SOUTHERN Water has been fined £5,000 with £360 costs for polluting a wood near Uckfield with sewage.

Magistrates at Lewes imposed the fine after hearing it was the water giant's 34th pollution offence committed in the past eight and a half years.

Southern Water admitted discharging the sewage into a ditch adjoining Coopers Green waste water pumping station, in a case brought by the Environment Agency under the Water Resources Act.

Peter Bilbrough, for the Agency, said that in December 1997 an officer visited the site after a complaint from a local resident about strong smells in the vicinity.

He said a large area of woodland was saturated with sewage effluent and there were signs of pollution down to a tributary of the River Uck, although the River Uck was uneffected by the discharge.

He said: "There were pools of sewage effluent and some evidence of sewage debris lying around."

Mr Bilbrough told the court that one of the two pumps at the station had been removed for repair, leaving just one pump operating with no backup.

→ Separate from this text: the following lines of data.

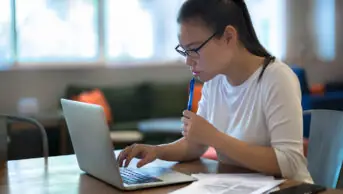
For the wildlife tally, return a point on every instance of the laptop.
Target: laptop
(93, 147)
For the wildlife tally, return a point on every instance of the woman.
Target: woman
(250, 110)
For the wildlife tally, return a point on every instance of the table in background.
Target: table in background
(62, 175)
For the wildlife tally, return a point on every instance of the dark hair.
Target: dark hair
(217, 14)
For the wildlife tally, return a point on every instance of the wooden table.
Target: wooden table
(62, 175)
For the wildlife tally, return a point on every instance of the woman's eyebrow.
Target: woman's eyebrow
(190, 44)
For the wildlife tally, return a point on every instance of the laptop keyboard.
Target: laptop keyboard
(132, 177)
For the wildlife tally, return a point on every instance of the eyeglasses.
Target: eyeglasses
(193, 52)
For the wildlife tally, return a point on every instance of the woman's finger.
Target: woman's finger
(122, 155)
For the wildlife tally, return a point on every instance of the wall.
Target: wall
(49, 85)
(300, 42)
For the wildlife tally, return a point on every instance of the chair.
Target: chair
(325, 148)
(6, 121)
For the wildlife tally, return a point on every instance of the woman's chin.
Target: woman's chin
(203, 77)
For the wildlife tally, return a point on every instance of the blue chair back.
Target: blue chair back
(325, 148)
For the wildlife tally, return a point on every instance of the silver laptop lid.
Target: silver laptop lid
(91, 141)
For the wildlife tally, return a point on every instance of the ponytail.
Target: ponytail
(256, 49)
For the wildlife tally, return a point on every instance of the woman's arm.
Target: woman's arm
(181, 150)
(283, 112)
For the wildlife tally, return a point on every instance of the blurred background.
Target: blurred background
(123, 51)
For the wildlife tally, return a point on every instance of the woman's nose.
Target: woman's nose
(190, 61)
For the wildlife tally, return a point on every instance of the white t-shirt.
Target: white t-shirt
(264, 113)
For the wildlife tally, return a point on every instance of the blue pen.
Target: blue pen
(191, 90)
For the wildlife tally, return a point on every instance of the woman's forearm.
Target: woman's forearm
(180, 150)
(258, 158)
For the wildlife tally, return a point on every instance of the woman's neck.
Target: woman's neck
(242, 68)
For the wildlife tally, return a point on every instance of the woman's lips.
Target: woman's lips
(196, 72)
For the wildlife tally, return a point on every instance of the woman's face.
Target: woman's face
(207, 55)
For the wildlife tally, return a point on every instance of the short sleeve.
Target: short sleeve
(283, 111)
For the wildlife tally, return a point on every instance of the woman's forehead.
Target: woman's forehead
(192, 31)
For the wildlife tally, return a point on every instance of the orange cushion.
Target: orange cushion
(96, 97)
(210, 154)
(196, 97)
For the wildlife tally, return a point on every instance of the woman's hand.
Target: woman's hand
(147, 154)
(197, 129)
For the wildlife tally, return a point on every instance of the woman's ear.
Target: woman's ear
(230, 34)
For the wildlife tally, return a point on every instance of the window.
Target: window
(5, 32)
(269, 25)
(141, 29)
(56, 30)
(325, 34)
(41, 32)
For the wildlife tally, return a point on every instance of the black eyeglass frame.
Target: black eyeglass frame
(185, 52)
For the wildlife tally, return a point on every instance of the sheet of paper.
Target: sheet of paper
(230, 186)
(201, 176)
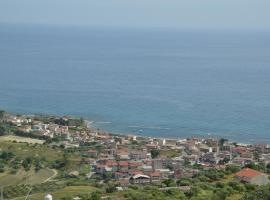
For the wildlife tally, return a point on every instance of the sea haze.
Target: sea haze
(148, 82)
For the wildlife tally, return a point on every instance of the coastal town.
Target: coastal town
(128, 160)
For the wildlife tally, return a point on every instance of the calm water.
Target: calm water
(157, 83)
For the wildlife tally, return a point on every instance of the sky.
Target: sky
(178, 14)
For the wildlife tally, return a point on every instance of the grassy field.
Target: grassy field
(69, 191)
(23, 177)
(24, 150)
(20, 139)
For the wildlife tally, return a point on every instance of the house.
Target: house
(140, 179)
(251, 176)
(91, 153)
(155, 177)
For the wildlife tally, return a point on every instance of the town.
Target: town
(121, 162)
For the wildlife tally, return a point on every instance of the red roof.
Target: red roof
(123, 163)
(250, 173)
(155, 174)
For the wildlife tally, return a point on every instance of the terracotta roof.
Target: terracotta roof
(155, 174)
(135, 171)
(123, 164)
(247, 172)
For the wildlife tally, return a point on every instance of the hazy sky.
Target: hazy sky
(195, 14)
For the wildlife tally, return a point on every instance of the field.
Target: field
(24, 150)
(22, 177)
(69, 191)
(20, 139)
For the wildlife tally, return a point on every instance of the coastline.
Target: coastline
(101, 126)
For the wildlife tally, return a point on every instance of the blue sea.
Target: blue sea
(162, 83)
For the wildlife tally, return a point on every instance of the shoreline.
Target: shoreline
(91, 124)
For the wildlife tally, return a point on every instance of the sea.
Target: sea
(151, 82)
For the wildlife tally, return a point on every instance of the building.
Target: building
(251, 176)
(140, 179)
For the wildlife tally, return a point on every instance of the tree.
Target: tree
(155, 153)
(168, 182)
(2, 130)
(2, 113)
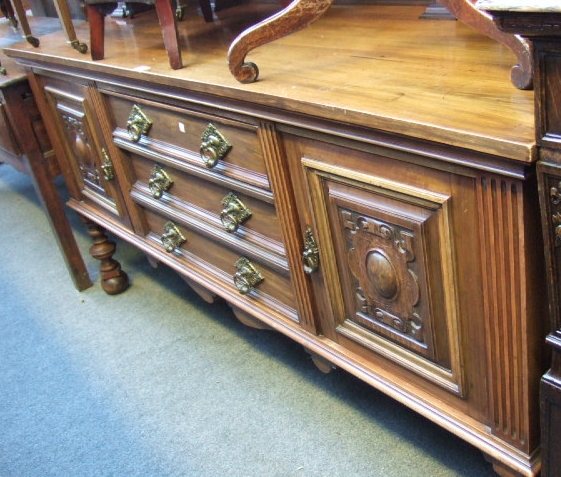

The remaining pump had failed and the alarm had not functioned at the monitoring station at Falmer.

Mr Bilbrough added: "The Agency feels that Southern Water failed to run the works and to ensure there were sufficient pumps on site and the alarm systems, intended to stop such an incident, were working correctly."

Fiona Chantrey, for the company, said one of the reasons the pump failed was due to chicken pieces and fat entering it from the nearby Mayhew Poultry Farm, at Five Ash Down.

She said: "It was an unprecedented situation caused by an unfortunate sequence of coincidences."

Southern Water said it regretted the pollution incident and had implemented a number of modifications to the pumping station.